A Dual career family is simply a family where both partners are working and bringing in separate incomes. Most of you might be thinking that in a sense more money is good, but is it really?
Women for the last century have been fighting for equal rights with men in every way especially in the work place. So has it got so far that women don't see the rational side to work or are brainwashed into believing that they should work because they have been given the right to independence and equal opportunities. Are women consumed in proving themselves as equals to the patriarchal society that they forget about the reasons why they are doing this and also what is it doing to them, basically are they doing it for the right reasons?
Woman today who combine a career and a family are soon reminded that they're flaunting the socially accepted norms.
They find themselves in a seemingly no-win situation the qualities associated with the role of wife/mother are seen incompatible with those qualities associated with success in the occupational sphere.
Some feminist's sociologists have concluded that women's participation in the labour market is clearly limited by their domestic responsibilities. Because of these responsibilities very few women have continuous full time careers.

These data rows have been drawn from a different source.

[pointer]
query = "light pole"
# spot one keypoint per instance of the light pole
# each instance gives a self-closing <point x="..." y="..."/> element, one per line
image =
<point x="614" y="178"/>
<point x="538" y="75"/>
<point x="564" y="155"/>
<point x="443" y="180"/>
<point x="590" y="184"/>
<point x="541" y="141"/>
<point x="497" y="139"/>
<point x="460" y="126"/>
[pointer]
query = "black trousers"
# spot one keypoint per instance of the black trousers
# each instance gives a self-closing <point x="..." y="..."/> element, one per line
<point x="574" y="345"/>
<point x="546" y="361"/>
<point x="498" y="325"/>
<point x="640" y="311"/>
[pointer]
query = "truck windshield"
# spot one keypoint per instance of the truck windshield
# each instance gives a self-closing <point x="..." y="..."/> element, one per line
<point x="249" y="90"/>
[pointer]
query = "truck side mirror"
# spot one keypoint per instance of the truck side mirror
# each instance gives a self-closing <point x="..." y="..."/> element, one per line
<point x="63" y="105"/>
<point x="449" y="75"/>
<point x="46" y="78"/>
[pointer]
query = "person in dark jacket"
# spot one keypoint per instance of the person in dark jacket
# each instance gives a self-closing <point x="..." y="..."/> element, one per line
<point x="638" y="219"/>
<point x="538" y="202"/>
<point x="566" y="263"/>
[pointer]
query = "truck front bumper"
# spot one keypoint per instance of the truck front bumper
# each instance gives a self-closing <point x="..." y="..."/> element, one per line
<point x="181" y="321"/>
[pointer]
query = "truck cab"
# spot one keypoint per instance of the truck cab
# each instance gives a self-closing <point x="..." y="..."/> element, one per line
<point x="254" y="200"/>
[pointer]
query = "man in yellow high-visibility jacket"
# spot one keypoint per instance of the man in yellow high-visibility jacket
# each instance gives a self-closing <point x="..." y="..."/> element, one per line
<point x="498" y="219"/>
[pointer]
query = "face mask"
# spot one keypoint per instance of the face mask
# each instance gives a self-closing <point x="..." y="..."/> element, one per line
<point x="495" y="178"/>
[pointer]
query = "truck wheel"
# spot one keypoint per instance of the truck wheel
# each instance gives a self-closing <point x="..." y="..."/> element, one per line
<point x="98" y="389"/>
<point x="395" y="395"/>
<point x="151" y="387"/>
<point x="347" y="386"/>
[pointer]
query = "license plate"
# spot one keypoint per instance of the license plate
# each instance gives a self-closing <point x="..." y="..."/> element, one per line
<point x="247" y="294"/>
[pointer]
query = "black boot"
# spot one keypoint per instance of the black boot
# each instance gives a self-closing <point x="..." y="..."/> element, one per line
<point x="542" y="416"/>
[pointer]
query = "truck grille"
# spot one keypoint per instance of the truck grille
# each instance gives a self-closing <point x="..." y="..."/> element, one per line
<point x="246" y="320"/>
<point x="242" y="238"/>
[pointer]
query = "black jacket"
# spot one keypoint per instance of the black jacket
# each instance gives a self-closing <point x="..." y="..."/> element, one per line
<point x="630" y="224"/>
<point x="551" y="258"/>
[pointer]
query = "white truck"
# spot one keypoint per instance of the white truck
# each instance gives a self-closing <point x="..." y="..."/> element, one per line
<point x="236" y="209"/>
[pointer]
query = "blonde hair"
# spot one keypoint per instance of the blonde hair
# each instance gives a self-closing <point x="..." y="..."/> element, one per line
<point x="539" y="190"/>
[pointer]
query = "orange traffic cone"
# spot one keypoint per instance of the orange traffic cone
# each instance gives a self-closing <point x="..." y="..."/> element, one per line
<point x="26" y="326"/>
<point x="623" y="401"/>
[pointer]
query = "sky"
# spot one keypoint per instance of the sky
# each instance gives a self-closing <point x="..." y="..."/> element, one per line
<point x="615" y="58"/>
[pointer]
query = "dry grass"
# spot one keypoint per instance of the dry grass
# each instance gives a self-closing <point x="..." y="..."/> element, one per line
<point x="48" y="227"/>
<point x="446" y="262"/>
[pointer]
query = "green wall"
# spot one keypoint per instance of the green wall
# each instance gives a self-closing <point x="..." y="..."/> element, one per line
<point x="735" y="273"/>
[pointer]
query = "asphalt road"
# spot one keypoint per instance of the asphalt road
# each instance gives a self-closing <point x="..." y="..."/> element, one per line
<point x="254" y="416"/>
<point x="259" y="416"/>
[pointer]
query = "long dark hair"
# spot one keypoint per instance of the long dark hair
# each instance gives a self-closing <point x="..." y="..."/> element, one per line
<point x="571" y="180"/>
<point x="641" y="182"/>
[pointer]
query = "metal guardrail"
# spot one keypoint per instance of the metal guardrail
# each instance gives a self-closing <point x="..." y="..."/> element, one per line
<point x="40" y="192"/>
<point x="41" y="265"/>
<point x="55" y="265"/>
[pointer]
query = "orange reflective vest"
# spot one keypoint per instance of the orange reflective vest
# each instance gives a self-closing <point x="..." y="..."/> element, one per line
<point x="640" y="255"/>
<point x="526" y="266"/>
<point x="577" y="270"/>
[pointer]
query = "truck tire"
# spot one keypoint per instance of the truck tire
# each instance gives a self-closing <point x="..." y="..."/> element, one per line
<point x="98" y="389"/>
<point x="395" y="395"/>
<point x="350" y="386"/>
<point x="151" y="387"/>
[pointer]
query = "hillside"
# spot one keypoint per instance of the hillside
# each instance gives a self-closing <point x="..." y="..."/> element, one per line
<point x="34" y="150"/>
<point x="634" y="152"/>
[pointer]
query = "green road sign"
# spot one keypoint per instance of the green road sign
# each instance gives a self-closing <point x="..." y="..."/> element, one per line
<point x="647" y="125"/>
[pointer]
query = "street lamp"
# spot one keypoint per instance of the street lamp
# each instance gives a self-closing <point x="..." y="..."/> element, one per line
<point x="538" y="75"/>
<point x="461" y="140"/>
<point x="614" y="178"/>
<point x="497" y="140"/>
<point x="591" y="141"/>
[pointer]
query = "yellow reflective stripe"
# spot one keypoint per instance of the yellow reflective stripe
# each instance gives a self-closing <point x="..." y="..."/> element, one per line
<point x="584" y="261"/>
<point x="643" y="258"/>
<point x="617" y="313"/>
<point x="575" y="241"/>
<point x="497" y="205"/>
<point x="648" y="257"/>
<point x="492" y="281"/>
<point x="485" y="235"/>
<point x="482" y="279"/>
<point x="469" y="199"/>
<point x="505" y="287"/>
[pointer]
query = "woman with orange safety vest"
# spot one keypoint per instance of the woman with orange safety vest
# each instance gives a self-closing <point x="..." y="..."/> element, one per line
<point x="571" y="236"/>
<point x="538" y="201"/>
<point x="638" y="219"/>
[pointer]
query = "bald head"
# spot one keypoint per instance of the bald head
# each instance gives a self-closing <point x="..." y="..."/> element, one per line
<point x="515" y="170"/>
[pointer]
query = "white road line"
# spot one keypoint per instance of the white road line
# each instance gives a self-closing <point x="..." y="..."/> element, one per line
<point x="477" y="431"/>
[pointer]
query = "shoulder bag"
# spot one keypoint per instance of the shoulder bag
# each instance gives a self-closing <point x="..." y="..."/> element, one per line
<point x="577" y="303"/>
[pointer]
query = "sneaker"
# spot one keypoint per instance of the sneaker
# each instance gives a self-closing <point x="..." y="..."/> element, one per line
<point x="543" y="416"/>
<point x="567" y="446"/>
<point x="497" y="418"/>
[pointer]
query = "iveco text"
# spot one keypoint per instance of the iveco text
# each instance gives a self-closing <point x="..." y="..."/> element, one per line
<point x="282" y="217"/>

Mother then; tend to have 'jobs' while their husbands have 'careers'. Due to this women are seen 'unreliable' because of family commitments therefore don't have the same access to promotions and training opportunities as men.
Other changes in the labour force over the last two decades include a marked increase in the number of employee jobs performed by women. In 1983 men filled 2.5 million more jobs than women. In June 2003 the numbers were almost equal although almost half of the female jobs were part time.
60% of all marriages are dual-earner marriages; members of dual-earner families make up 45% of the workforce
69.9% of women and 61.8% of men in dual-career couples, say that a wage-earning spouse gives them more freedom to leave their company if not satisfied
56% of men in two-career marriages report that having a working wife has a positive impact on their careers. 65% of women indicate the same.
But men and women still follow very different career paths. About a quarter of female employees do administrative or secretarial work. Men are twice as likely as women to be managers and senior officials, and far more likely to be in skilled trades.
Sociologists Marsden and Duncombe in 1990's describe women as performing a 'triple shift' having completed their paid employment, they return home to do most of the housework as well as most of the emotional support, this idea can be supported in present society. In Ann Oakley's study the Sociology of Housework in 1970's only 15% of marriages did men have a high level of participation in housework and in childcare 25% suggesting that socially constructed masculine and feminine roles are still evident in Britain today.
Are women forced to take on these extra responsibilities because of their higher expectations or is it that a family in this present day and age can't survive with only one constant income. Is it because of this extra idea of stress and pressure the divorce rates are increasing and marriage rates are decreasing? Are women realising that to function well they are better of with fewer responsibilities and on their own?